Passwords are inadequate. Even for standard consumer tools, you should have at least two more tools in your toolbox: a password manager and multi-factor authentication. Those help make passwords suck less. But they do leave open some questions like: should you need to perform multi-factor authentication every time you log in? Should access be all or nothing, or should there be any accounting for degrees of risk?
Conditional access policies, part of Microsoft Azure AD, goes a step further. It’s built on a zero trust model, meaning that it starts by assuming that you shouldn’t have access and then builds up trust based on several factors. Those factors usually include a password (except for the new passwordless option), but are not limited to them, in order to help cover over all the problems that come with passwords. Some of these other conditions include:
- Sign-in risk: a tool in Azure Identity Protection that evaluates risk on this particular sign-in, which includes variables like signing in from an anonymous IP address
- User risk: also part of Azure Identity Protection that evaluates risk based on the user’s behaviour over time
- Device platform: what kind of device are they trying to sign in on
- Location: based on IP address, e.g. your office
- Device state: paired with device compliance policies from Endpoint Management, this can set access rules based on whether the device is compliant or not
Conditional access policies allow you to define exactly what you want to happen depending on a variety of risk factors. Along with those conditions, you get options to configure:
- What users or groups this policy applies to. For example, you probably want stricter conditions for admin accounts.

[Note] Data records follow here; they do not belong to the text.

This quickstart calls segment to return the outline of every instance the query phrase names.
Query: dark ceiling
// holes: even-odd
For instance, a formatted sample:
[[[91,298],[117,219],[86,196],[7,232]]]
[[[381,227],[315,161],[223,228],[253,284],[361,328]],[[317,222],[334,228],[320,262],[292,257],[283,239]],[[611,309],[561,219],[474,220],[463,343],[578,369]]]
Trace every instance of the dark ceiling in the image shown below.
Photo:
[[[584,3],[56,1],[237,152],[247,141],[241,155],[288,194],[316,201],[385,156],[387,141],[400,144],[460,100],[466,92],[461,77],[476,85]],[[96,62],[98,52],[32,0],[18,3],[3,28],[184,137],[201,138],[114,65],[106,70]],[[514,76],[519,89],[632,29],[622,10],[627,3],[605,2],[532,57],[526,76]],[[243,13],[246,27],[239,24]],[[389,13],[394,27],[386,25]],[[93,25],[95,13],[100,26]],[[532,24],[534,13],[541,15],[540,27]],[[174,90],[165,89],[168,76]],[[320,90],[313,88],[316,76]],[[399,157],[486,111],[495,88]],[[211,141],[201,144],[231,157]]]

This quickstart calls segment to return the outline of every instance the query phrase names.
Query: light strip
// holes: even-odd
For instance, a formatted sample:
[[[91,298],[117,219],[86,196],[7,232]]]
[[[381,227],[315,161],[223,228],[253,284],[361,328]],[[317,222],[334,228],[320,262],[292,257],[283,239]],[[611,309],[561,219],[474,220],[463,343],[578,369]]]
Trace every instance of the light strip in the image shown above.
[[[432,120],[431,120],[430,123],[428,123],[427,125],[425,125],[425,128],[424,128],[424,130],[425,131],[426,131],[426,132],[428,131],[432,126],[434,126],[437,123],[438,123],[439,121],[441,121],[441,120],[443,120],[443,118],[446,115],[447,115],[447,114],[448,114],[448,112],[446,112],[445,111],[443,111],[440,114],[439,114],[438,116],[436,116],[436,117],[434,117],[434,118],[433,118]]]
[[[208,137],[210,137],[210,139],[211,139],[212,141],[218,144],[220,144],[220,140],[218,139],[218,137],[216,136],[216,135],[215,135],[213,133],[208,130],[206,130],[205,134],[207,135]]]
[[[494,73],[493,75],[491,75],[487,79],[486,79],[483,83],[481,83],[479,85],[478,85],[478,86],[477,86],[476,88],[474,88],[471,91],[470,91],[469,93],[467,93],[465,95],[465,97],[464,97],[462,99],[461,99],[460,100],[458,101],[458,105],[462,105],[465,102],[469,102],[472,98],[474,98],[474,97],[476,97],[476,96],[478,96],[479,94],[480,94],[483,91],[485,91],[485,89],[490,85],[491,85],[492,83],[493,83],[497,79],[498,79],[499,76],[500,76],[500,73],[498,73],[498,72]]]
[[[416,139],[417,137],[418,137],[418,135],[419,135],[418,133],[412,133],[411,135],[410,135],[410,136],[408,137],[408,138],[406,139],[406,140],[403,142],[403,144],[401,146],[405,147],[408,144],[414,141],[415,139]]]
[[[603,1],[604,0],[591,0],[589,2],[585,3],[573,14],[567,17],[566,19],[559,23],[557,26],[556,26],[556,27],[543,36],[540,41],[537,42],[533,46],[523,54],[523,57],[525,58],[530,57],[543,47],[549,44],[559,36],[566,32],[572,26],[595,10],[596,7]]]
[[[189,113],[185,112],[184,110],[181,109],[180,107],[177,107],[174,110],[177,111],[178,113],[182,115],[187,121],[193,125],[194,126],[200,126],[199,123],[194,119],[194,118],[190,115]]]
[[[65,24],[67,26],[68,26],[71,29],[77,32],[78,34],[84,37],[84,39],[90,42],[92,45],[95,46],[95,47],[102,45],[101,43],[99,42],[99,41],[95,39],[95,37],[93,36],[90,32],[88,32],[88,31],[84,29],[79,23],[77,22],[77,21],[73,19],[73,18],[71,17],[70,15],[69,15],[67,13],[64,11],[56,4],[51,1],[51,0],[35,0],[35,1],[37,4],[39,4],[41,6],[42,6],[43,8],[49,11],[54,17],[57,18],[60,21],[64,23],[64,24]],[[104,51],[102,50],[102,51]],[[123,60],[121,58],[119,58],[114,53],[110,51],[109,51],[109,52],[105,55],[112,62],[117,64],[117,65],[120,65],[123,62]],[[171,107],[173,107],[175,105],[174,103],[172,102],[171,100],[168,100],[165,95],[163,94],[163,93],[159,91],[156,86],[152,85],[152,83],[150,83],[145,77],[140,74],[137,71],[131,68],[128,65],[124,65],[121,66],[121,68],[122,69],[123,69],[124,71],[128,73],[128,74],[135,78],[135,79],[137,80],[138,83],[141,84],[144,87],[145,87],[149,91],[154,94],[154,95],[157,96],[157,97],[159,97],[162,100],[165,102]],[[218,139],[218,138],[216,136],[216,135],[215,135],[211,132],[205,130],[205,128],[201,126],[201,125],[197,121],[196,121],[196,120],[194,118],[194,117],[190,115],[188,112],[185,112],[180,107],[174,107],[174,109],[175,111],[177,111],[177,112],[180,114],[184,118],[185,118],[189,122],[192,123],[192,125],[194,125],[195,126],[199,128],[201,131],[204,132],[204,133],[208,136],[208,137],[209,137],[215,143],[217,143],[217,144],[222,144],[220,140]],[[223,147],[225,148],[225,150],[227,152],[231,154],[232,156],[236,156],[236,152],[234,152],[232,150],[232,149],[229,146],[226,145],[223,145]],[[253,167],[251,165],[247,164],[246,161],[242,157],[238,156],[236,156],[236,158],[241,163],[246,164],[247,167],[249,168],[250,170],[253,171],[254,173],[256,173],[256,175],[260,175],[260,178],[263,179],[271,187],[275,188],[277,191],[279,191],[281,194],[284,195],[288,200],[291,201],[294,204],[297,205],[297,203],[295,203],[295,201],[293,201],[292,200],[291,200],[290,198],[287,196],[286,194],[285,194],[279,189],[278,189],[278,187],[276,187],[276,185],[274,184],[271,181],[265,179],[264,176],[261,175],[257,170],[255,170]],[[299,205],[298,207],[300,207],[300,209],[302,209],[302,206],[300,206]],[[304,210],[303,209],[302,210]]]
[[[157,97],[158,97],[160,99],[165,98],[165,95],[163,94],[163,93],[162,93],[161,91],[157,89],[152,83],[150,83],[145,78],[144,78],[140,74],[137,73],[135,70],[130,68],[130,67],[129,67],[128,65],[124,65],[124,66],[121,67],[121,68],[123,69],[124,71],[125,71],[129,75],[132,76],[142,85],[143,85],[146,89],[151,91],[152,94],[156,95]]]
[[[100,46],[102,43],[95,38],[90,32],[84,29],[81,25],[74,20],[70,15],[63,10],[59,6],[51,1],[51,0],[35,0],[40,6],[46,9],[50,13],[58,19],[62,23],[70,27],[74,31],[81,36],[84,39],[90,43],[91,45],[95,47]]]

- What cloud apps or actions are affected. For example, perhaps in a low user risk scenario, you want to block access to SharePoint but not email.
- Whether you want to block or grant access. Grant access will allow signing in, but only after some extra security checks, like multi-factor or device compliance. Imagine a scenario like a user taking their work laptop to a coffee shop (use the location for the condition). You may want to allow that but require MFA again. The extra MFA check helps protect against the possibility that the laptop was stolen but it still lets the real user in.
- Session restrictions which can require signing in more frequently. In that coffee shop example, you may want to require signing in again every hour to limit potential that the user left their machine open to go to the bathroom.
- Whether the policy is on, off, or report-only. The report-only option can be helpful as a trial run to see how many people meet the conditions over a week before starting to enforce the restrictions. You may discover a lot more people work in coffee shops than you realized and that could alter your strategy of how to best enforce security.